Мур был худосочным молодым человеком со светлыми волосами, обычно довольно длинными, бледно-голубыми глазами и очень белой кожей. Под глазами лежали темные круги, а рот огибали две глубокие морщины. Выглядел он сущим ребенком, но в то же время казалось, что он состарился раньше срока. Смерть оставила на его лице свой опустошительный след — маршруты тления пролегли глубоко в плоти, отрезанной от живого заряда контакта. Ненависть была его главным стимулом, он буквально жил и двигался ею, но в его ненависти не было ни страсти, ни ярости. Ненависть Мура была медленным постоянным нажимом, слабым, но бесконечно упорным — она поджидала и пользовалась любой слабостью в противнике. И медленные капли ненависти прорезали на лице Мура эти морщины тления. Он состарился, не ощутив вкуса жизни — точно кусок мяса, так и сгнивший на полке кладовой.
Мур имел обыкновение прерывать рассказ именно в том месте, когда дело доходило до его сути. Часто завязывал долгую беседу с официантом или кто еще попадется под руку или напускал на себя рассеянность, отдалялся и зевал: «Что ты сказал?» — точно тоскливая реальность призвала его к себе из каких-то размышлений, о которых у остальных не может быть ни малейшего понятия.

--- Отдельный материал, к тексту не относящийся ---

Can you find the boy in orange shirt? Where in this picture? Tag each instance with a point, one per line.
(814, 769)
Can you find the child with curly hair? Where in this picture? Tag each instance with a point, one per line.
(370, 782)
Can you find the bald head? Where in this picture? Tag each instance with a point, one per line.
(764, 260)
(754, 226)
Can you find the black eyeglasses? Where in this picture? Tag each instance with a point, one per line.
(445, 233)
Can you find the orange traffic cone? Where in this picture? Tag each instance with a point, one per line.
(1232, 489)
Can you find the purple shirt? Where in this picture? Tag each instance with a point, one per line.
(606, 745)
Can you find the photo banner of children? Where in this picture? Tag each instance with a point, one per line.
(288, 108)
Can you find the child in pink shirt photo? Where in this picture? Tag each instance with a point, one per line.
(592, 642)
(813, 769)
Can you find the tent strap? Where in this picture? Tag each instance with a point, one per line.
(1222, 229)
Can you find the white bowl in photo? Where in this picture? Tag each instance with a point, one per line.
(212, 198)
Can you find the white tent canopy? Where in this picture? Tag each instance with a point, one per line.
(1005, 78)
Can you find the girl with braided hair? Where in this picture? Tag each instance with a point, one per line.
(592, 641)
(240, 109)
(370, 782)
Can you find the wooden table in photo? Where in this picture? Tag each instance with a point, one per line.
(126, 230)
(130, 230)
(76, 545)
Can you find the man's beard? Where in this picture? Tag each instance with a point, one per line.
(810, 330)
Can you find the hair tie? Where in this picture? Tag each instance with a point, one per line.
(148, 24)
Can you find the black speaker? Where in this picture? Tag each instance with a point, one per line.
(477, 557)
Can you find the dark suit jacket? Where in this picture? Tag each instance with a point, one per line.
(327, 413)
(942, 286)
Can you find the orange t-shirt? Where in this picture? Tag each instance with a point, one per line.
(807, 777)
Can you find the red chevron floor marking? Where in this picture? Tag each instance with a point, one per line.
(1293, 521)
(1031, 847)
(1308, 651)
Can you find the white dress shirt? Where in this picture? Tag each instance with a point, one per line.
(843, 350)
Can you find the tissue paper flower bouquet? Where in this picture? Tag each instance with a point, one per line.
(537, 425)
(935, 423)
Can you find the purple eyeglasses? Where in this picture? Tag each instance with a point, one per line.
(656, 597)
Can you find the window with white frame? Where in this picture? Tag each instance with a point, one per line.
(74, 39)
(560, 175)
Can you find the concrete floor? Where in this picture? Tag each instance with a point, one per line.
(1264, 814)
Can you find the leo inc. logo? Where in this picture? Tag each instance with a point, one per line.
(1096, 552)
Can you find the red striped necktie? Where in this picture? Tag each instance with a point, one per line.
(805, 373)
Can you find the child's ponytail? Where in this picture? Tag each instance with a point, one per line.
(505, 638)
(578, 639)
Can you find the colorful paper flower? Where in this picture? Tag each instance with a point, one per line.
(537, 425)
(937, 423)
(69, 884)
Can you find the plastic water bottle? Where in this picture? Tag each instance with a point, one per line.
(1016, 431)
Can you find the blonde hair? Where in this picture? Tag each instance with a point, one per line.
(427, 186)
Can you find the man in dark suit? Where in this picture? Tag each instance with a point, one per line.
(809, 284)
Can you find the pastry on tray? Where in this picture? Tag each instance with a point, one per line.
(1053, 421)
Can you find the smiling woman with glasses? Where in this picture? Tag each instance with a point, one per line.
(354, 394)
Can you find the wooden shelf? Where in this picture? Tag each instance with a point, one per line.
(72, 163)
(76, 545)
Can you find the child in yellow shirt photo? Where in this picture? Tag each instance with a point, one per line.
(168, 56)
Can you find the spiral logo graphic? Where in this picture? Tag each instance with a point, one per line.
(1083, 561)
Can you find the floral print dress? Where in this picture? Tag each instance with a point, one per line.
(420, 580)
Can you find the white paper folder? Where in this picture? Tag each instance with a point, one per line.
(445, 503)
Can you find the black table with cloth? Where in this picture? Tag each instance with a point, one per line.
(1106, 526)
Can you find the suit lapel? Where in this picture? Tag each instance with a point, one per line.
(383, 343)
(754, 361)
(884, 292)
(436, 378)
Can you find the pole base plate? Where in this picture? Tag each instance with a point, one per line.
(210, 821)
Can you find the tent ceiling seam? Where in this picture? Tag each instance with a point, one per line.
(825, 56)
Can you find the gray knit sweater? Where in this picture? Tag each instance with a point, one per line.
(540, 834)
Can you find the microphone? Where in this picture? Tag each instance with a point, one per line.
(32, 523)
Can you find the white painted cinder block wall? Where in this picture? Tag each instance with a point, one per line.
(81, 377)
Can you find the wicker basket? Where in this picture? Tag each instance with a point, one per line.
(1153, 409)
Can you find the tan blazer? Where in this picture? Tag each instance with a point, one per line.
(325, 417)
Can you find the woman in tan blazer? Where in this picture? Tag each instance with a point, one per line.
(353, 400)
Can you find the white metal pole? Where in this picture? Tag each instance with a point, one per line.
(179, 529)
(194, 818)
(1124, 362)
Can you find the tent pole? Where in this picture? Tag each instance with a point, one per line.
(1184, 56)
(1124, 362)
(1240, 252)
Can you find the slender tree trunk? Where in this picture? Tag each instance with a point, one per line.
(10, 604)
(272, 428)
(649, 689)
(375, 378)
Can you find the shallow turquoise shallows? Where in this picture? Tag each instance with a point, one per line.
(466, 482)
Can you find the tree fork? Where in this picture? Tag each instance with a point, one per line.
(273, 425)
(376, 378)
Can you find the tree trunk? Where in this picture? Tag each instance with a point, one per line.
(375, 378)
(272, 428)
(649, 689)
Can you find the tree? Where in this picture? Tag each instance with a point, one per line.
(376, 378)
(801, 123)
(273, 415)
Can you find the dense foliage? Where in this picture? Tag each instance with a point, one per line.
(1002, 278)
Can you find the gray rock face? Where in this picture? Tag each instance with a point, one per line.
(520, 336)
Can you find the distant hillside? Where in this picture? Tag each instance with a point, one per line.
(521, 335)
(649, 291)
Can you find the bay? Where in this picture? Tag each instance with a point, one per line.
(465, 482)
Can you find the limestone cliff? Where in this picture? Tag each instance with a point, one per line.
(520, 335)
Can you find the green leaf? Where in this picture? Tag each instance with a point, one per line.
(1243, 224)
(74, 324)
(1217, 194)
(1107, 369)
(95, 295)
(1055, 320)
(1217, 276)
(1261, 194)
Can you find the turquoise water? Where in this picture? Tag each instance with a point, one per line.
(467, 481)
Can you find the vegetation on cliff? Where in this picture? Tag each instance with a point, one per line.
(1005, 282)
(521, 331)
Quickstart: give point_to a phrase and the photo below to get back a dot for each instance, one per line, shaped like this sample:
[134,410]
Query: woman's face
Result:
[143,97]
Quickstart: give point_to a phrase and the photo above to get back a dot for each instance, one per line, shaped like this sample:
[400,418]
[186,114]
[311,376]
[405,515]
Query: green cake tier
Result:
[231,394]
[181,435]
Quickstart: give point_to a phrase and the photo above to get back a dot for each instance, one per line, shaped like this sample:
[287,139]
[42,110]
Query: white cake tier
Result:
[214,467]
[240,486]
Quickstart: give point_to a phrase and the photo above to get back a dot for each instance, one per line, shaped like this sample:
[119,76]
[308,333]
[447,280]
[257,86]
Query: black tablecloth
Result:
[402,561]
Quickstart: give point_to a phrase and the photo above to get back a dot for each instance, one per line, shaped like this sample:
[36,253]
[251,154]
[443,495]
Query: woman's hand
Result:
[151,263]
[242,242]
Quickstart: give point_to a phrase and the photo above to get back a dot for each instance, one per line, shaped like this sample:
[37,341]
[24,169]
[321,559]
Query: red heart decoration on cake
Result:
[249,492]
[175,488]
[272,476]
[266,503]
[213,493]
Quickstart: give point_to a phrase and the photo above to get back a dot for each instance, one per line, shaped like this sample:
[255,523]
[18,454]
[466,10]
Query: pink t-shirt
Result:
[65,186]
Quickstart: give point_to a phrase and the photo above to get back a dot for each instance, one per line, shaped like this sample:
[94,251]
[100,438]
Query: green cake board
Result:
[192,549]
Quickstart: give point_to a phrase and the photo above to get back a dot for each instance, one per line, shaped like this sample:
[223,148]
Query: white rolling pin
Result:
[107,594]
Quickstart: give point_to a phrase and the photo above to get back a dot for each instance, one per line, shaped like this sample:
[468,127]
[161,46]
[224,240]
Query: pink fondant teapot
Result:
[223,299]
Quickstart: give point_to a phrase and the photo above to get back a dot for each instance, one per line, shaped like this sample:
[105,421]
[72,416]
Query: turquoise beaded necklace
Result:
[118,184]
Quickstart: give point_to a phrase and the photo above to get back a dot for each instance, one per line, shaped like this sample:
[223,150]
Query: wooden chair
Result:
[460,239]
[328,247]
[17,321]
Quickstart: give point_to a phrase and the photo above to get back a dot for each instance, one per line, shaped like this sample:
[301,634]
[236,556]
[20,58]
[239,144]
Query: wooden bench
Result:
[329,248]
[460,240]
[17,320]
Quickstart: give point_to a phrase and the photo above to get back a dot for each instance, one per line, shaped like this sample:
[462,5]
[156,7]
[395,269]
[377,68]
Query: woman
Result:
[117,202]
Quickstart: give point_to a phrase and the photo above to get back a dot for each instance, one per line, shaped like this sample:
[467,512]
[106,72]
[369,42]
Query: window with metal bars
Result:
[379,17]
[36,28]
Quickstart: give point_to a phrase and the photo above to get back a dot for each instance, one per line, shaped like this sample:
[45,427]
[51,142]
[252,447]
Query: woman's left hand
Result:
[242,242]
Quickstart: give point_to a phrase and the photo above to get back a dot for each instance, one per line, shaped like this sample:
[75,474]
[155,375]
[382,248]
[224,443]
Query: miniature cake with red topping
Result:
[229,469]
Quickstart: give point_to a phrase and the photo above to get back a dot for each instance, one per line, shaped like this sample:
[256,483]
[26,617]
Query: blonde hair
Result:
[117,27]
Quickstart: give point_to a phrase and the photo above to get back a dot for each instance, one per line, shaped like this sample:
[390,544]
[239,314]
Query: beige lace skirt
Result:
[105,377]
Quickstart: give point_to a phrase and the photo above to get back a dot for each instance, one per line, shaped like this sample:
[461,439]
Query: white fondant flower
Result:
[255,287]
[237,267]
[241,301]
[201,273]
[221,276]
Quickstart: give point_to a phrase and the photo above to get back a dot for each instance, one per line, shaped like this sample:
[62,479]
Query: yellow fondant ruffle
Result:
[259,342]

Мур заговорил о своей жене:
— Сначала, Билл, она на мне так залипала, что натурально истерики устраивала, когда я на работу в свой музей уходил. Мне удалось укрепить ее эго так, что я ей вовсе перестал быть нужен, а после этого мне уже оставалось только одно — свалить самому. Я для нее больше ничего не мог сделать.
Мур разыгрывал искренность. «Боже мой, — подумал Ли, — он действительно в это верит».
Ли заказал еще одну двойную текилу. Мур встал.
— Ладно, мне пора. Дел полно.
— Послушай, — сказал Ли. — Как насчет поужинать сегодня?
— Нормально.
— В шесть в «Стейк-Хаусе Кей-Си».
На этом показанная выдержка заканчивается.